Sorry. I have been off-line recently due to a tragedy in my neighborhood that has taken a fair amount of my time in which to be of help and frankly, while I am anxious to pick up and continue, don’t quite know where to go first with the blog. So let’s go back to the Church of England series for an entry or two. We are on the brink of a fairly difficult period in the Church of England to write about—it was a low point in the Church for one thing and for another, it is not the period on which my own knowledge is strongest, but let’s continue.
Ironically I was at an Episcopalian Service on Friday evening and in the rector’s house for tea and desserts later, a number of people were talking about the blog without any idea that the author was standing there playing dumb. I kept by anonymity, even professed that “Anglican history has never really interested me…” which is, of course, a big, bold lie. And again, the irony is that the parish where the service was held was established in the very period we will be talking about—the end of the 17th and first decades of the 18th century—though the church itself was not built until the reign of George II (which is still pretty old). In this colonial church you knew you were in a Protestant church—there is none of the faux-catholicism of the Romantics and Oxford Movement—and that is important for us to remember. We look today on the Episcopal and Anglican Churches and see them as a sort of “Catholic Lite”—all the ritual, half the guilt, but in fact there was no mistaking in the 17th and 18th centuries that you were dealing with a Reformed Church.
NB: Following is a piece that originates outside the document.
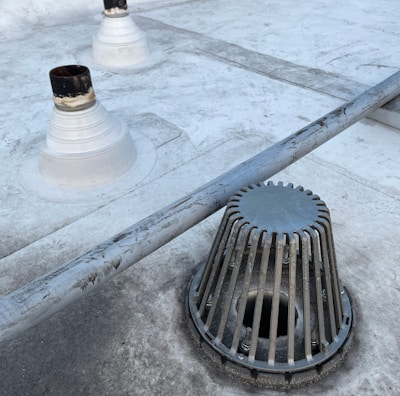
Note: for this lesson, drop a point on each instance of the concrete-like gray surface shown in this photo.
(225, 80)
But enough about that, we will be talking plenty of the Protestant identity of the Anglican and Episcopal Churches in the 18th century.
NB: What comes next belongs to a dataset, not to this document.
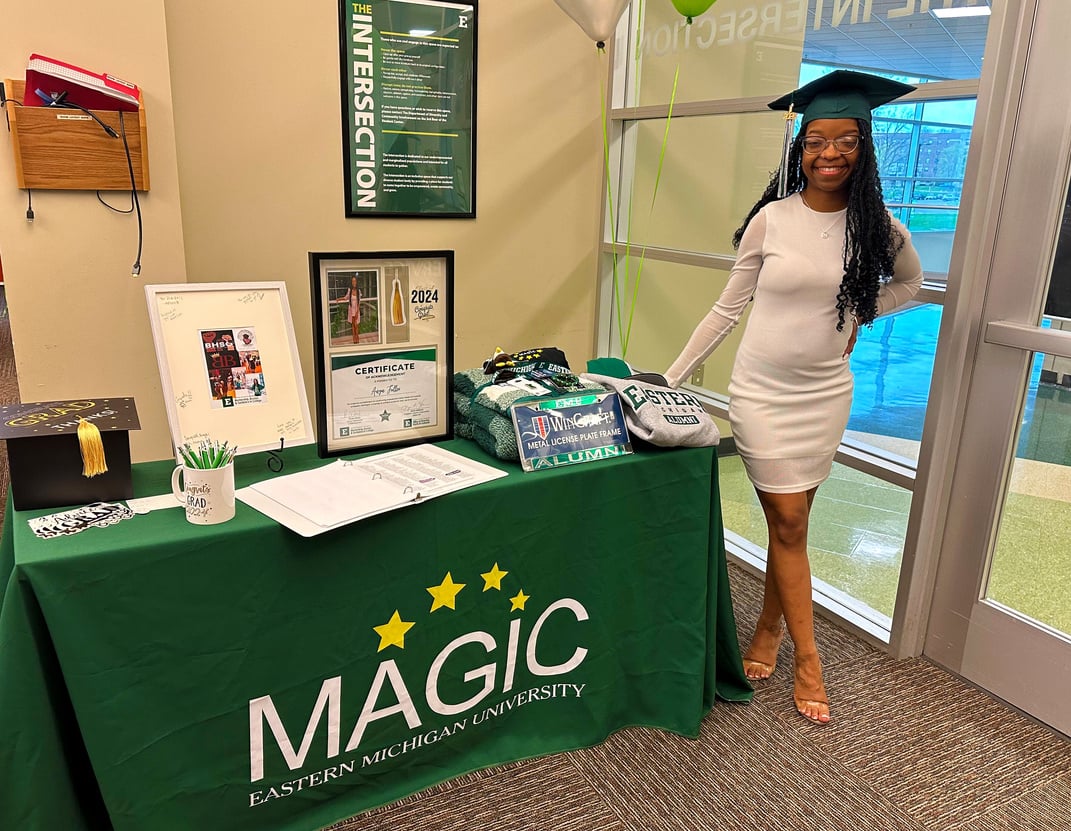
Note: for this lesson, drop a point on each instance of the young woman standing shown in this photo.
(820, 256)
When we left off, King James II (a Catholic, along with his Catholic wife Mary of Modena and his Catholic heir, aka “the Old Pretender” [yes, he is just an infant but he would grow up and into the “Old Pretender”]) had been driven into exile by his Protestant daughter (by his first wife) Mary and her Calvinist husband, William of Orange whom Parliament had invited to wear the Crown in place of the Catholic James. This constitutionally established, once and for all, the ancient claim that while the Crown normally passed to the eldest son of the reigning monarch (or, be there no son, daughter), the Crown of England is indeed an elective crown. We forget that today but the King is whomever Parliament chooses to be King. Technically Parliament could bypass Charles for William (not a bad idea) or, for that matter, anybody else of its choice. Not likely, of course, but within its prerogative.
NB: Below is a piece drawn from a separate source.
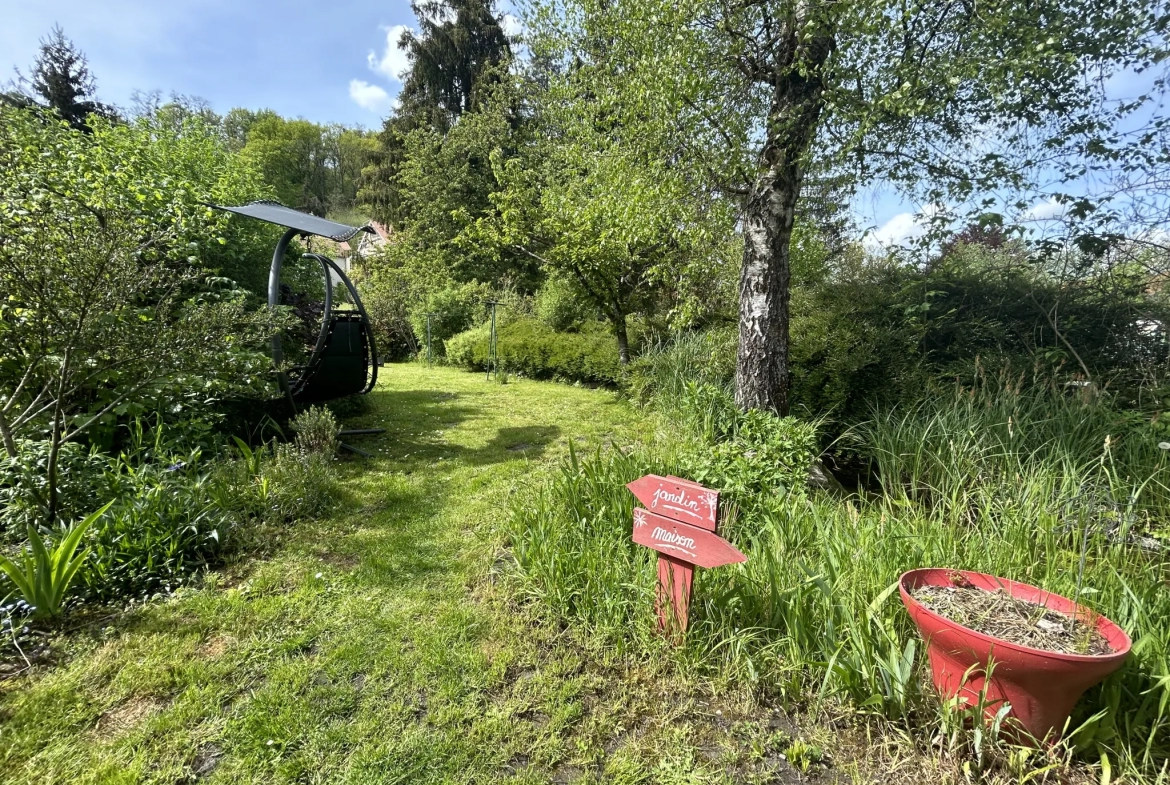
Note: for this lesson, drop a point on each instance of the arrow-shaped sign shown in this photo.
(683, 542)
(678, 498)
Well, not only was James out of a job, but Archbishop of Canterbury William Sancroft and eight other bishops were deprived of their sees for refusing to take the oath of allegiance to William and Mary, declaring that it would violate the oath they had taken to James on his accession to the throne. These bishops were not happy at having a Catholic king in England, but they did not see how they could go back on their oaths once taken. This created a schism in the Church of England with the Established Church loyal to William and Mary and the “nonjuring” (non-swearing the oath) bishops who remained loyal to the Stuarts. About 400 priests and several thousand laity also remained loyal to James and his heirs. The nonjuring bishops chose and consecrated successors, keeping the schism alive. As the Jacobite cause (the efforts to restore the son and then the grandson of James II) waned after the middle of the 18th century, the nonjuring schism slowly waned. In Scotland the situation played out a bit differently. The Episcopal Church was disestablished and the Presbyterian Church established in its place. The nonjuring bishops in Scotland maintained the Scottish Episcopal Church though it was no longer the Established Church. The Scottish nonjuring bishops will be important in the history of the Episcopal Church in the United States as they consecrated the first American bishop, Samuel Seabury of Connecticut.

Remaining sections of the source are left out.